Trojan Gstore Virus Smartphone

Periodicamente vi abbiamo proposto smartphone low cost all'interno del nostro blog, alcuni provandoli in prima persona. Uno di questi ci ha rivelato però una vulnerabilità all'interno del suo stesso firmware che a quanto pare sembra essere molto comune nei CINAFONINI.

Senza alcuna spiegazione plausibile il nostro UMI DIAMOND X (disponibile a meno di 100 euro) ha iniziato a proporre pubblicità a tutto schermo, disattivando la connessione wifi, facendo quindi consumare traffico dati.

Convinti di aver preso qualche virus installando qualche applicazione da Play Store (anche se adesso il sistema Google Play Protect funziona davvero bene), proviamo a eseguire il factory reset limitandoci ad installare APP come Facebook, Twitter, Instagram, Telegram...

Neppure un gioco installato. Abbiamo semplicemente usato lo smartphone per consultare i social network.

Dopo circa un mese di utilizzo, ecco che la pubblicità torna a farci visita.

Installiamo quindi l'applicazione APPS HISTORY una applicazione gratuita e sicura che vi permetterà di vedere le app installate in ordine cronologiche partendo ovviamente dalla più recente.

Ecco che nell'elenco con la data più recente compare una APP di nome Gstore.

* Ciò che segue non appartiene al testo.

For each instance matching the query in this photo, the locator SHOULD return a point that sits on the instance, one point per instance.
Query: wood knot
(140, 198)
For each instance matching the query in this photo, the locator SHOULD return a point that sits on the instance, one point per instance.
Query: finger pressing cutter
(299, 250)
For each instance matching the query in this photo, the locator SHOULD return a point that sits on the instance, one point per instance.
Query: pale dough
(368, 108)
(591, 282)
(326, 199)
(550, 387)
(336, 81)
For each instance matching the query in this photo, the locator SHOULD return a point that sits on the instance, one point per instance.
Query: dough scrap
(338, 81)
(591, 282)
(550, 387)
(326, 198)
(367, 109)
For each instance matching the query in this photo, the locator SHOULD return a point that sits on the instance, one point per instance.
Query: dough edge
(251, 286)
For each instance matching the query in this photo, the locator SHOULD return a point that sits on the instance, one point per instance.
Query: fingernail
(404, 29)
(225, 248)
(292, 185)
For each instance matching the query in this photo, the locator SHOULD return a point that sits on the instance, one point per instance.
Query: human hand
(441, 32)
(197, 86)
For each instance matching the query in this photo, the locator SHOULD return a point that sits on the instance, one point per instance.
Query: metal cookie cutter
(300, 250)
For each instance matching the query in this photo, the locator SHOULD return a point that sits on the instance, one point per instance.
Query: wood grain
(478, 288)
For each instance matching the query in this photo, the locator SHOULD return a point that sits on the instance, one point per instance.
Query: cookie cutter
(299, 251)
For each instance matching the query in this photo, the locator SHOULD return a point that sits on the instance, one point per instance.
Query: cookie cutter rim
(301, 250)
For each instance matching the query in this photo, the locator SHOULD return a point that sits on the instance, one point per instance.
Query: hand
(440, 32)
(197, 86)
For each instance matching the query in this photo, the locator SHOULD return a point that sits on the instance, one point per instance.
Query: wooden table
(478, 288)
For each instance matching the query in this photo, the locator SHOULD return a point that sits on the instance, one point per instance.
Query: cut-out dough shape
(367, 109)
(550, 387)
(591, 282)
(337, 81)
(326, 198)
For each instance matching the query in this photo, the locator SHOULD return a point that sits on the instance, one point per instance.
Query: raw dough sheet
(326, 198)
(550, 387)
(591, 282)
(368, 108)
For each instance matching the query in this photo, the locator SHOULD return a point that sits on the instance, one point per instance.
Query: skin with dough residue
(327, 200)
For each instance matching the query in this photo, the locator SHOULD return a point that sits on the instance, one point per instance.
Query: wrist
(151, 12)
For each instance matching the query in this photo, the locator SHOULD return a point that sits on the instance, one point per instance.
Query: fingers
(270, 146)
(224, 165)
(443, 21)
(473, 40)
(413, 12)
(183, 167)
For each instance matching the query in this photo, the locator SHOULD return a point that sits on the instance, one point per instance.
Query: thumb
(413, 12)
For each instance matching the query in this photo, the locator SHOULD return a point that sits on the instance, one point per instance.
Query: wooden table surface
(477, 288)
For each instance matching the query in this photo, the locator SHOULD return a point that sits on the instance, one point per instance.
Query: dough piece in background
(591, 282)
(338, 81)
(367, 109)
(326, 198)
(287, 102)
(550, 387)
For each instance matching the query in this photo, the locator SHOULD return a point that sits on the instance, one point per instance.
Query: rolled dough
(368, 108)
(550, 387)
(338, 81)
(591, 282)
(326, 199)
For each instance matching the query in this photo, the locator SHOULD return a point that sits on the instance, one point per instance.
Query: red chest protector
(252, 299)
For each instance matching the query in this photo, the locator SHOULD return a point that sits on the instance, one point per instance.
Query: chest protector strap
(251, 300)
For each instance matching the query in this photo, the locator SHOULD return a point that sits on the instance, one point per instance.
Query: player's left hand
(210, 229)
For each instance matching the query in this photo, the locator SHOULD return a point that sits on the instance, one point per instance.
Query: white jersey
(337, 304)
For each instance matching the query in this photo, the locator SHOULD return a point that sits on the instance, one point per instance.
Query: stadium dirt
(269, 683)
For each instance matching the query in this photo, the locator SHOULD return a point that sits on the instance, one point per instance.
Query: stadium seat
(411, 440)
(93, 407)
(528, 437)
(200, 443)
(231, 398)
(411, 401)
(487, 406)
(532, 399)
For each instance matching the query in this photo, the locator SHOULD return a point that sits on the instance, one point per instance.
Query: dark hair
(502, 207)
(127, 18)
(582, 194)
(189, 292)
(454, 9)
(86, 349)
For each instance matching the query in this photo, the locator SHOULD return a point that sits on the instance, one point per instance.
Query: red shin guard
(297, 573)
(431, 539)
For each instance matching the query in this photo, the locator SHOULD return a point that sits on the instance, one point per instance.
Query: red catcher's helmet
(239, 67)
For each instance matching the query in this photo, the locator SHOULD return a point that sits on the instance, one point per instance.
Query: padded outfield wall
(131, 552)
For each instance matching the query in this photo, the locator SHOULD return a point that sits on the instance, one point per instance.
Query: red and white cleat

Cercando on line non si trova molto, e probabilmente questo è solo uno dei nomi con cui l'applicazione lascia tracce sul dispositivo, ma senza ombra di dubbio, cova all'interno dello stesso firmware dello smartphone, silente, raccogliendo informazioni in base all'utilizzo che fate dello smartphone, social network, preferenze, siti web visitati, per poi sbocciare al momento opportuno con pubblicità di ogni genere.

Approfondendo le ricerche troviamo poi articoli di un paio di anni fa in cui si evidenzia una vera e propria epidemia di Trojan preinstallati su questa categoria di smartphone low cost, tra cui comparivano anche marche ben più diffuse del nostro UMIDIGI Diamond X (Xiaomi MI3, Huawei G510, Lenovo S860, Alps A24, Alps 809T, Alps H9001, Alps 2206, Alps PrimuxZeta, Alps N3, Alps ZP100, Alps 709, Alps GQ2002, Alps N9389, Andorid P8 [non è un errore, si chiama così], ConCorde SmartPhone6500, DJC touchtalk, ITOUCH, NoName S806i, SESONN N9500, SESONN P8, Xido X1111).

Come potrete immaginare l'anomalia non è frutto degli stessi produttori, in quanto sarebbe folle per Huawei rischiare di rovinarsi il nome con una azione del genere, bensì degli intermediari che rivendono questi dispositivi alle grandi masse, spesso preinstallando versioni del sistema operativo Android personalizzate o con applicazioni comuni come Facebook o simili preinstallate sullo smartphone fin dal primo avvio, ma che nel loro codice mostrano delle backdoor che agevolano il lavoro di questi sistemi spia.

A questo punto vi invitiamo a diffidare da smartphone economici con software preinstallato. Unica alternativa è quella di eseguire il ROOT del vostro CINAFONINO, vanificando però la garanzia del prodotto.